Heritage enthusiast Pradeep Chakravarthy set the ball rolling with his presentation titled ‘Press clippings from the 11th Century – A glimpse at the walls of the Tiruvottiyur Temple’. He talked about how the temple inscriptions of a bygone era carried significant messages for the public and how they reflected the social mores. Sadly, many such inscriptions in temples across India have been destroyed thanks to neglect and shoddy maintenance.
Filmmaker, photographer and writer S. Anvar’s film, ‘Yaadhum – A Tamil Muslim’s historical journey’, was introduced by senior journalist and Madras storyteller S. Muthiah. Anvar explained how the film was made and the efforts that went into making it. In the film, Anvar explores his Tamil Muslim identity and the history of the Tamil Muslims. Yaadhum was selected as the Best Documentary Film by the Tamil Nadu Progressive Writers and Artists Association. It had won the Bronze Remi Award in the Ethnic/Culture Category at the 48th WorldFest Houston International Film Festival this year.
K.R.A. Narasiah, writer in Tamil and English, took the audience through the journey traversed by Tamil newspapers and magazines over the past century and more.

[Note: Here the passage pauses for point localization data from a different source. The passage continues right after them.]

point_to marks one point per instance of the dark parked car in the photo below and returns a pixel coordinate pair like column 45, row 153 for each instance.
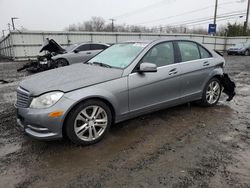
column 77, row 53
column 239, row 49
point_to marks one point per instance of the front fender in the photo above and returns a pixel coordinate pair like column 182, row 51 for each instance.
column 218, row 71
column 115, row 92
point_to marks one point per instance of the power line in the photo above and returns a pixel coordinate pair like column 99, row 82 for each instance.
column 185, row 13
column 202, row 20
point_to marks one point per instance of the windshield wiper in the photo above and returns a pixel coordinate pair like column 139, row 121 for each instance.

Titled ‘From Swadesamitran to Dina Thanthi’, Narasiah’s talk dwelt mainly on the history and evolution of Tamil journalism in Madras, the establishment and growth of leading newspapers such as Dina Thanthi, Dinamani and Dinamalar, and magazines such as Kumudam, Ananda Vikatan and Kalki.
‘Photography on glass – when photography came to Madras’, presented by S. Muthiah and D. Krishnan, provided fascinating insights into the origins of photography and its beginnings in India – in Madras – in the mid-19th Century. Backed by pictures of another age, they described how huge box cameras were tugged along over miles to arrive at the destination and the efforts put in to get the right frame. About 50-odd pictures taken by such pioneers were put up on display at the PII Conference Hall.
Veteran adman R.V. Rajan recalled some of the good old days in advertising in Madras, and the kind of advertisements that were made, graduating slowly from black-and-white to single-tone to two-tone to multi-colour. He played a few of the unforgettable radio and TV jingles in Tamil, a throwback to the 1960s to 1980s when there seemed to be a lot more creative flair. The proceedings began with the release of Rajan’s recently produced booklet titled ‘Media & Advertising in Chennai – A fascinating story’. Veteran writer-editor S.R. Madhu released the book.
Visitors to the sessions included journalists, students of Journalism, teachers and heritage enthusiasts.